What is Genetically Modified Food:

Genetically modified food is an organism that had its DNA altered for the purpose of correction or improvement.
Here is a video explainging what genetically modifying foods is!
http://www.youtube.com/embed/VB5MkZhDNns

The impact Genetically Modified Food has:

Genetically modified food or processed foods are helpful for farmers in the aspects of making more food with fewer chemicals but there is still a big, unknown question the surrounds the health effort of GM foods.
Cons about genetically modified food:
  • companies could dominate the food world
  • stressful for animals
  • human health potentially at risk
Pros about genetically modified food:
  • improves animal health and diagnostic methods
  • conserves more water, soil and energy
  • better natural waste management
  • increased food for growing populations
  • enhances taste and quality

Why its fascinating

I think this topic is extemely important for all people to become aware about, both the pros and the cons.
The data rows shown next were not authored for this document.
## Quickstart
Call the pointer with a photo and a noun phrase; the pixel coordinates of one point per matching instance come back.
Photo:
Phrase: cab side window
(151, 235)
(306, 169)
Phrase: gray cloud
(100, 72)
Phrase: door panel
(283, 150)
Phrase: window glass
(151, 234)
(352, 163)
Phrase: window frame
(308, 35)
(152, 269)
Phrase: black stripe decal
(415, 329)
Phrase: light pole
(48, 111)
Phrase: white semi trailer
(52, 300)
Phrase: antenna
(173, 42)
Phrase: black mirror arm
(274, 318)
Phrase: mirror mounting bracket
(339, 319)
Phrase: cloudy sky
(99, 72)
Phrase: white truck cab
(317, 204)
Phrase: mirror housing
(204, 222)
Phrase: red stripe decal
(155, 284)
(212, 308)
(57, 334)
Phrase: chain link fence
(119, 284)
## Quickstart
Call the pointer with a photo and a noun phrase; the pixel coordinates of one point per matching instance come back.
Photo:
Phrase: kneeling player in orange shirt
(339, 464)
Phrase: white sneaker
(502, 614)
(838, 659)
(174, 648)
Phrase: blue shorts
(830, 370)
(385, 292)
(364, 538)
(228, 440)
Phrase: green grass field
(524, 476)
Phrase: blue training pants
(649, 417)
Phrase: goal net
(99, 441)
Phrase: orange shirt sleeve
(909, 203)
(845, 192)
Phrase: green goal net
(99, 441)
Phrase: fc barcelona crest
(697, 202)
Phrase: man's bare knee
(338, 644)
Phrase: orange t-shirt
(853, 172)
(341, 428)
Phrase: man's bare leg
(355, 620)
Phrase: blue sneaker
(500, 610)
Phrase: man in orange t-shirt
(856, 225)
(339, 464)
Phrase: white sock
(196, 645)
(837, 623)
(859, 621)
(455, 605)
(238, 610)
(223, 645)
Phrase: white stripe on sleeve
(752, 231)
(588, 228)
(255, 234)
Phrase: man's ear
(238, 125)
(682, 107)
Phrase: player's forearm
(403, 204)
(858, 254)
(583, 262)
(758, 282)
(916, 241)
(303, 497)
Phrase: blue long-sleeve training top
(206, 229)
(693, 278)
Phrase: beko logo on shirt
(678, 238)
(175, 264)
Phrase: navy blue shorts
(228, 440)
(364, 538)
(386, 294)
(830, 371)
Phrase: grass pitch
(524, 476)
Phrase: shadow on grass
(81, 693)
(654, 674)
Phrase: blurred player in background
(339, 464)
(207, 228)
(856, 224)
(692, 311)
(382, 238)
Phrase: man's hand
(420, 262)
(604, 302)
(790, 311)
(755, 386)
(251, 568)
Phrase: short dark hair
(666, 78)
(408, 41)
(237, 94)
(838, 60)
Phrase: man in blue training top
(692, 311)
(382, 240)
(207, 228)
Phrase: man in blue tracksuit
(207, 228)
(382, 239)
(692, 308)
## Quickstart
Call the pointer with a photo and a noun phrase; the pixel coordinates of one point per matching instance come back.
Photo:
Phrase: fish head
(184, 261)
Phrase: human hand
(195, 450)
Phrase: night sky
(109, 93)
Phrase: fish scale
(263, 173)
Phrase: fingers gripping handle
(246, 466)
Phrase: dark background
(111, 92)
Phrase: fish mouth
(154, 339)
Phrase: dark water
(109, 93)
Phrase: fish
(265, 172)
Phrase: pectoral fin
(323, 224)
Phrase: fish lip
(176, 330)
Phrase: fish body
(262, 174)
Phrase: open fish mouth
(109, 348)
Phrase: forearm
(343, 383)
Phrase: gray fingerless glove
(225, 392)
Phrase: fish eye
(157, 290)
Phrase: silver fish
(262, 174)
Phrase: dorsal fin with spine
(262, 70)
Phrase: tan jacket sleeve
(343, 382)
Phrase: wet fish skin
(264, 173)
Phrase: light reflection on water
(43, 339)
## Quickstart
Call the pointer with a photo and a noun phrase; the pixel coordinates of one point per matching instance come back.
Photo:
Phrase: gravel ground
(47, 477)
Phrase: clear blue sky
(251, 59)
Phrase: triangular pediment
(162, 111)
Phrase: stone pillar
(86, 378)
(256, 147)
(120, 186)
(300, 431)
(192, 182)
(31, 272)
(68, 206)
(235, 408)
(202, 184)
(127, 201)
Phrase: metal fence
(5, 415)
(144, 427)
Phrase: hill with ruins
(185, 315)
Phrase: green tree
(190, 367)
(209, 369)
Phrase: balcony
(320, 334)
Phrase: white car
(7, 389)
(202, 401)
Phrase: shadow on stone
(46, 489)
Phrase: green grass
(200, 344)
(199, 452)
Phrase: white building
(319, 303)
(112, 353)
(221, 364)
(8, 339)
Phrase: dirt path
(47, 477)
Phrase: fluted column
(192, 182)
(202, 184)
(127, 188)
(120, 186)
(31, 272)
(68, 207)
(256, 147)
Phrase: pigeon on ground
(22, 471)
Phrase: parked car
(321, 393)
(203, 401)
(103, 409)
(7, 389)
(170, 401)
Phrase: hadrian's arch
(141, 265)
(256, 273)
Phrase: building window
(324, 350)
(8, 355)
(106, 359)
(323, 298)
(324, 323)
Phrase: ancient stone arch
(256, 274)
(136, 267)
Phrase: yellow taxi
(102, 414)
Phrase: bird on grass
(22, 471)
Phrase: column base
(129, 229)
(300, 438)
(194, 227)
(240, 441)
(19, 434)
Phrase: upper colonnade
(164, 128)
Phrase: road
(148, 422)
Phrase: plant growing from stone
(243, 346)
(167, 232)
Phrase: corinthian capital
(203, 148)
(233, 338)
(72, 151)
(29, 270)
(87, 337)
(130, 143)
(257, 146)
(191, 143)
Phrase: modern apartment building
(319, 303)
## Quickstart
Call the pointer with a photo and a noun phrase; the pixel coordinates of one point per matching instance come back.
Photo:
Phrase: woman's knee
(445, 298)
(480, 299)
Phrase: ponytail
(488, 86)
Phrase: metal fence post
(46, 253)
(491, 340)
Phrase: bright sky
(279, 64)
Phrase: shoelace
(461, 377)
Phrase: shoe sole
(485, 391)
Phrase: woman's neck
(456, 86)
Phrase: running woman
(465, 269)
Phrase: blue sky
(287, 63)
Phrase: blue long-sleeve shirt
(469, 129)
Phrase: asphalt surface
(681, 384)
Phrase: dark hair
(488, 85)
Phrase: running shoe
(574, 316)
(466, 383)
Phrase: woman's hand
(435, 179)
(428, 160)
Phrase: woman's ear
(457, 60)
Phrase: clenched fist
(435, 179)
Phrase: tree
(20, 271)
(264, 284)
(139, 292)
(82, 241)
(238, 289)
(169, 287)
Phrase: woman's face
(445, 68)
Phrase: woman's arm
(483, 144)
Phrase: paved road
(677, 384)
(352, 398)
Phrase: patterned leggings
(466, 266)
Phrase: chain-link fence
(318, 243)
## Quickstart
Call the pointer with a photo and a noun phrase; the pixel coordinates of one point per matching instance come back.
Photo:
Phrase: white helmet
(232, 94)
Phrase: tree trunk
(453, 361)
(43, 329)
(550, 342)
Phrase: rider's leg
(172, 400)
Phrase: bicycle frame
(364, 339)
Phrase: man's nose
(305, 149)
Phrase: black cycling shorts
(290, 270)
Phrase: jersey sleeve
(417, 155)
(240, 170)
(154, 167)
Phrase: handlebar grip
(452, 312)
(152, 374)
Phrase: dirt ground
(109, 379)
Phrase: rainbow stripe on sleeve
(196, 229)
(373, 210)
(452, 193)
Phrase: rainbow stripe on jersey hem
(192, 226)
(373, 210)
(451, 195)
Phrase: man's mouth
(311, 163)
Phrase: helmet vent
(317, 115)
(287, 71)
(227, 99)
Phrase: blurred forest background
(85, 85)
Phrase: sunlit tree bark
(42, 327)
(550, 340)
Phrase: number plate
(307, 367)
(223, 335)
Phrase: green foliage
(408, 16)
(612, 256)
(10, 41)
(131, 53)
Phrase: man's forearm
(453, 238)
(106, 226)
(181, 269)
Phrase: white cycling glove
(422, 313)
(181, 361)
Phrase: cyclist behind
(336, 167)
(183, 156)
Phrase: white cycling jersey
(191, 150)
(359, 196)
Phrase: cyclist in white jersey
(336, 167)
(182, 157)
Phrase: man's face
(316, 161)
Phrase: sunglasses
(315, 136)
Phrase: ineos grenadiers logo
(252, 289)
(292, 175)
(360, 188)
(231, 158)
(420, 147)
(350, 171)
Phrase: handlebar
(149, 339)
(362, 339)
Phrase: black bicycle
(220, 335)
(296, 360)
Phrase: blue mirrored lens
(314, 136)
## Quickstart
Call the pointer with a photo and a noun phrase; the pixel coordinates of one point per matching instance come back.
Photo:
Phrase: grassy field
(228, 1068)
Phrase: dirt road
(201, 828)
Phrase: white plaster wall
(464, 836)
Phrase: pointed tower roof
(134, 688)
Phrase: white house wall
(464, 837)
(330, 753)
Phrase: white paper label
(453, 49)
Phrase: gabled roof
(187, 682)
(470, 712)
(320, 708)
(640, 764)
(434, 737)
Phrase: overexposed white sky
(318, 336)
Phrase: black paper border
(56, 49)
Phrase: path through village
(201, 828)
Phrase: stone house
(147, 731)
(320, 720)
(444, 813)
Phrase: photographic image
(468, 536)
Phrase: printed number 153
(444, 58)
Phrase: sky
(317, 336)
Genetically Modified food is pleasing for farmers. With the relatively new invention, GM foods allow farmers to produce more foods. My gut reaction is a little bit confused because the idea of genetically modifying your food seems interesting but on the other hand, its harmful. It is interesting just knowing that scientists came up with the idea of changing a food's genetic makeup. But this also involves processed food which is awful for you. This topic connects to me because I am endulging in genetically modified food and have not been aware of it as much as I now know. Although, after reading a few articles and watching some videos about genetically modified food I have became cognizant of what is going on in farms and in the scientist's lab and I know more of what I am putting into my body.